On October 21, 2024, Kispert and the Wizards agreed to a four–year, $54 million contract extension. In 61 appearances for Washington, he averaged 11.6 points, 3.0 rebounds, and 1.7 assists. On March 18, 2025, it was announced that Kispert would miss the remainder of the season after undergoing surgery to repair a torn ligament in his left thumb.

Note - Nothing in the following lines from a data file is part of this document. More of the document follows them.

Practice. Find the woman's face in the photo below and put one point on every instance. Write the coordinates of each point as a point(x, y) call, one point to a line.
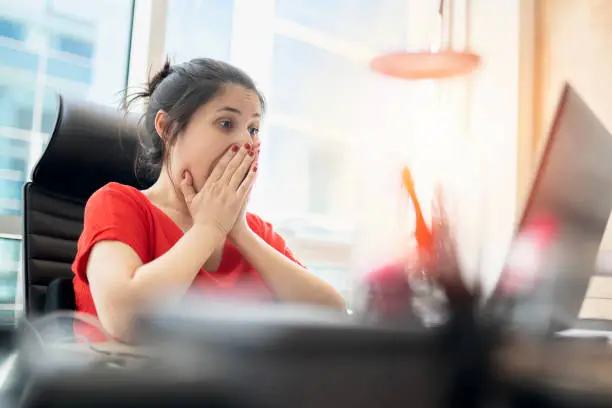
point(232, 117)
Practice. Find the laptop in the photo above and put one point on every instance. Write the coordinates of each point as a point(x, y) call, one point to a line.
point(553, 254)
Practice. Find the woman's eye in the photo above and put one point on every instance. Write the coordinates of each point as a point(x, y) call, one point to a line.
point(227, 124)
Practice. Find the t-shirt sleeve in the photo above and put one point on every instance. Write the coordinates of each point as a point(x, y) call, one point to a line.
point(266, 232)
point(112, 215)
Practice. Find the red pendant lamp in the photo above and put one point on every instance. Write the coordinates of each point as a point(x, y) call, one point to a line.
point(445, 63)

Kispert made 19 appearances (two starts) for Washington during the 2025–26 NBA season, averaging 9.2 points, 2.3 rebounds, and 1.7 assists. On November 27, 2025, Kispert was ruled out after being diagnosed with a fracture in the tip of his right thumb.

===Atlanta Hawks===
On January 9, 2026, Kispert, alongside CJ McCollum, was traded to the Atlanta Hawks in exchange for Trae Young. On February 26, Kispert recorded a career-high 33 points and six rebounds in a 126–96 victory over the Washington Wizards.

==Career statistics==

===NBA===
====Regular season====

| Year | Team | GP | GS | MPG | FG% | 3P% | FT% | RPG | APG | SPG | BPG | PPG |
| 2021–22 | Washington | 77 | 36 | 23.4 | .455 | .350 | .871 | 2.7 | 1.1 | .5 | .3 | 8.2 |
| 2022–23 | Washington | 74 | 45 | 28.3 | .497 | .424 | .852 | 2.8 | 1.2 | .4 | .1 | 11.1 |
| 2023–24 | Washington | 80 | 22 | 25.8 | .486 | .383 | .726 | 2.8 | 2.0 | .5 | .2 | 13.4 |
| 2024–25 | Washington | 61 | 0 | 26.3 | .451 | .364 | .852 | 3.0 | 1.7 | .4 | .2 | 11.6 |
| 2025–26 | Washington | 19 | 2 | 19.5 | .496 | .395 | .765 | 2.3 | 1.7 | .4 | .2 | 9.2 |
| Atlanta | 39 | 8 | 18.2 | .455 | .354 | .810 | 2.3 | 1.5 | .2 | .2 | 9.2 |
| Career |  | 350 | 113 | 24.7 | .473 | .380 | .803 | 2.7 | 1.5 | .4 | .2 | 10.7 |

====Playoffs====

| Year | Team | GP | GS | MPG | FG% | 3P% | FT% | RPG | APG | SPG | BPG | PPG |
|---|---|---|---|---|---|---|---|---|---|---|---|---|
| 2026 | Atlanta | 5 | 0 | 10.8 | .182 | .083 | .667 | 1.6 | 1.2 | .4 | .0 | 2.2 |
| Career |  | 5 | 0 | 10.8 | .182 | .083 | .667 | 1.6 | 1.2 | .4 | .0 | 2.2 |

===College===

| Year | Team | GP | GS | MPG | FG% | 3P% | FT% | RPG | APG | SPG | BPG | PPG |
|---|---|---|---|---|---|---|---|---|---|---|---|---|
| 2017–18 | Gonzaga | 35 | 7 | 19.4 | .460 | .351 | .667 | 3.2 | .7 | .3 | .2 | 6.7 |
| 2018–19 | Gonzaga | 37 | 36 | 26.1 | .437 | .374 | .875 | 4.1 | 1.0 | .6 | .5 | 8.0 |
| 2019–20 | Gonzaga | 33 | 33 | 33.0 | .474 | .438 | .810 | 4.0 | 2.1 | .9 | .4 | 13.9 |
| 2020–21 | Gonzaga | 32 | 32 | 31.8 | .529 | .440 | .878 | 5.0 | 1.8 | .9 | .4 | 18.6 |
| Career |  | 137 | 108 | 27.4 | .483 | .408 | .824 | 4.0 | 1.4 | .7 | .4 | 11.6 |

==Personal life==
Kispert is a Catholic. While at Gonzaga, Kispert met his girlfriend Jenn Wirth, where they both played basketball. The couple got married on July 7, 2023, at the Mission Basilica San Juan Capistrano in San Juan Capistrano, California. He is the grandson of Dainard Paulson, a former American Football League player who holds that league's record for most interceptions in a season.